Non cambia il team autoriale di Matteo Garrone rispetto al precedente Pinocchio, quindi non stupisce se Io Capitano mantenga alcuni toni e tropi fiabeschi nel viaggio di Seydou e Moussa: il sogno, il ricongiungimento, la traversata in mare. La scelta di prospettiva del regista italiano è chiara: un’ambientazione e un cast totalmente africano per educare chi mal digerisce le grandi migrazioni senza comprenderne i motivi, che non sempre sono di sopravvivenza, ma possono essere anche aspirazionali come questi due giovani senegalesi che vogliono arrivare in Europa per diventare musicisti famosi.

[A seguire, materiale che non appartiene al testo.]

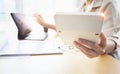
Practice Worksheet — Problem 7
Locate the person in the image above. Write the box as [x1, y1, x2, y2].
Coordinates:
[33, 13, 57, 33]
[73, 0, 120, 58]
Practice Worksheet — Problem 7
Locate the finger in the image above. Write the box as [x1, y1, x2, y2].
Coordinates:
[77, 38, 104, 54]
[74, 41, 99, 58]
[99, 32, 106, 47]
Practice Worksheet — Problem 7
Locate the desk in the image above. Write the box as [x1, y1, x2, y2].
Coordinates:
[0, 50, 120, 74]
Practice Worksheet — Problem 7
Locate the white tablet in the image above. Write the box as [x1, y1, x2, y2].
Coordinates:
[54, 12, 104, 45]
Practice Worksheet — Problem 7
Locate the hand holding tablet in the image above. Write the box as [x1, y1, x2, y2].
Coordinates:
[54, 12, 104, 46]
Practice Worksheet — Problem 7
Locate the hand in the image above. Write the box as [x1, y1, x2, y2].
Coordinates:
[74, 33, 106, 58]
[33, 13, 57, 31]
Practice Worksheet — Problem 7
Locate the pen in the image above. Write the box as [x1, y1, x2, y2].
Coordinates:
[0, 52, 63, 57]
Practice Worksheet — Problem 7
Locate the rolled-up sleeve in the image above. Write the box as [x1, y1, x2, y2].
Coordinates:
[103, 1, 120, 57]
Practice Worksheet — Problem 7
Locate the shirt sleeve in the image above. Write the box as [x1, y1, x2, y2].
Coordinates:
[103, 2, 120, 57]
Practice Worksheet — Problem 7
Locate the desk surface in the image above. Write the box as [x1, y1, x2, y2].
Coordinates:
[0, 50, 120, 74]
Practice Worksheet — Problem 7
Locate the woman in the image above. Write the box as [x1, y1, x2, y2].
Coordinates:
[74, 0, 120, 58]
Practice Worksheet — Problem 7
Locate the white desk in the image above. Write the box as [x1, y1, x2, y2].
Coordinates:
[0, 50, 120, 74]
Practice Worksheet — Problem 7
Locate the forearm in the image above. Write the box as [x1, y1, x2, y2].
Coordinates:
[104, 39, 116, 53]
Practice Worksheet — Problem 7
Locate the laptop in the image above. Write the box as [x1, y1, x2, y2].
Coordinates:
[0, 13, 63, 57]
[54, 12, 104, 46]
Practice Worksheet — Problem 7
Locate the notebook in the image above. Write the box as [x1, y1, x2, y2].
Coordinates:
[0, 13, 62, 57]
[54, 12, 104, 46]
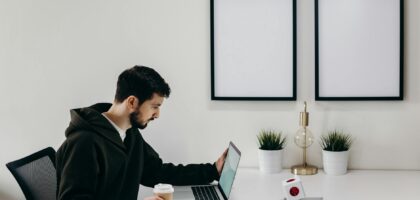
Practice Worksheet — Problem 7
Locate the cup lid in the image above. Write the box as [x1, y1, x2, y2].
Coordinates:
[153, 183, 174, 193]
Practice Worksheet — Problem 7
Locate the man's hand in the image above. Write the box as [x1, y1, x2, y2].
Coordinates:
[144, 196, 164, 200]
[216, 149, 228, 176]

Il dubbio sull’autorevolezza di Garrone è lecito: nulla di personale, ma nel 2023 dobbiamo ancora aspettare un cineasta bianco europeo per raccontare fenomeni di cui siamo (più o meno vicini) testimoni? Lungi dal fare operazioni di appropriazione culturale o perseguire il gusto tardo-colonialista di opere come La mia Africa o Il tè nel deserto, Garrone non sembra comunque porsi troppi problemi sulla sua terzietà; egli è più preoccupato della comprensibilità della sua pellicola. La bella fotografia di Paolo Carnera non fa cadere Garrone nel trappolone della patinatura del racconto: Io capitano da questo punto di vista è documentaristico, quasi didascalico, non proponendo nulla di nuovo o sconvolgente che uno spettatore “di sinistra” di cultura e livello di informazione medio-alto non sappia già: le polizie dei vari stati africani corrotte e conniventi, le interminabili camminate nel deserto per passare il confine, le carceri libiche e le loro torture, gli scafisti improvvisati tra i passeggeri.

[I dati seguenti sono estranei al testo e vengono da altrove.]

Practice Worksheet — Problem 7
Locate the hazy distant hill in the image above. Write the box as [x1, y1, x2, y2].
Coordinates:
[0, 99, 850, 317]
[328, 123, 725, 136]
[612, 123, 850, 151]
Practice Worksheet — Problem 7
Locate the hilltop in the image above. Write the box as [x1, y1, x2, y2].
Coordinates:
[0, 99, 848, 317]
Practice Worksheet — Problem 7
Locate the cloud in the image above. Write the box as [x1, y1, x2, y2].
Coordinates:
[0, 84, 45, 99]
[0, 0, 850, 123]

Tutto molto (troppo?) lineare, i pochi twist narrativi sembrano semplicistici, anche se Io Capitano non indugia troppo nell’edulcorazione del racconto. Sembra un film adatto a parlare al suo pubblico, quello che non deve essere convinto, tantomeno educato. E gli altri? Probabilmente non vanno al cinema per partito preso, dando anche un’occhiata ai risultati del botteghino, nonostante il film sia stato protagonista della stagione dei premi (Leone d’Argento a Venezia, candidato sia ai Golden Globe che agli Oscar).

Io Capitano
Io Capitano
Il Verdetto
Centellinando le dosi di realismo e allegoria, Garrone sembra essersi dimenticato della drammaturgia e ci regala un film poetico nelle intenzioni ma documentaristico negli esiti.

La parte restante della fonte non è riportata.